Python Forum
How to convert Python crawled Bing web page content to human readable? - Printable Version

+- Python Forum (https://python-forum.io)
+-- Forum: Python Coding (https://python-forum.io/forum-7.html)
+--- Forum: General Coding Help (https://python-forum.io/forum-8.html)
+--- Thread: How to convert Python crawled Bing web page content to human readable? (/thread-12590.html)

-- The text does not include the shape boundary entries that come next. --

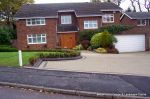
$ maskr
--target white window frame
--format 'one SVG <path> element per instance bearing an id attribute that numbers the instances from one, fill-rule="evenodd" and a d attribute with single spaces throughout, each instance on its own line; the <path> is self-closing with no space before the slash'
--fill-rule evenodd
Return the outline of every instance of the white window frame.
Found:
<path id="1" fill-rule="evenodd" d="M 142 21 L 145 21 L 145 24 L 142 24 Z M 140 24 L 138 24 L 138 21 L 140 21 Z M 146 19 L 139 19 L 137 20 L 137 26 L 146 26 Z"/>
<path id="2" fill-rule="evenodd" d="M 33 37 L 33 35 L 35 35 L 35 37 Z M 40 35 L 41 42 L 38 42 L 38 35 Z M 42 41 L 43 38 L 45 39 L 44 42 Z M 31 42 L 29 39 L 31 39 Z M 33 42 L 33 39 L 36 39 L 36 42 Z M 47 43 L 46 34 L 28 34 L 27 43 L 28 44 L 46 44 Z"/>
<path id="3" fill-rule="evenodd" d="M 46 25 L 45 18 L 30 18 L 26 19 L 26 26 Z"/>
<path id="4" fill-rule="evenodd" d="M 98 29 L 98 21 L 84 20 L 84 29 Z"/>
<path id="5" fill-rule="evenodd" d="M 114 23 L 114 20 L 114 14 L 105 14 L 102 16 L 103 23 Z"/>
<path id="6" fill-rule="evenodd" d="M 62 15 L 61 16 L 61 24 L 72 24 L 71 15 Z"/>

How to convert Python crawled Bing web page content to human readable? - dalaludidu - Sep-02-2018

Hi, I'm playing with crawling Bing web search page using python3.
I find the raw content received looks like byte type though a bit weird than usual, but then my attempt to decompress the content has failed.
So now I have no idea what kind of data format is this content and what should I do to it.
Does someone have clue what kind of data is this, and how should I extract readable text information from this raw content? Thanks!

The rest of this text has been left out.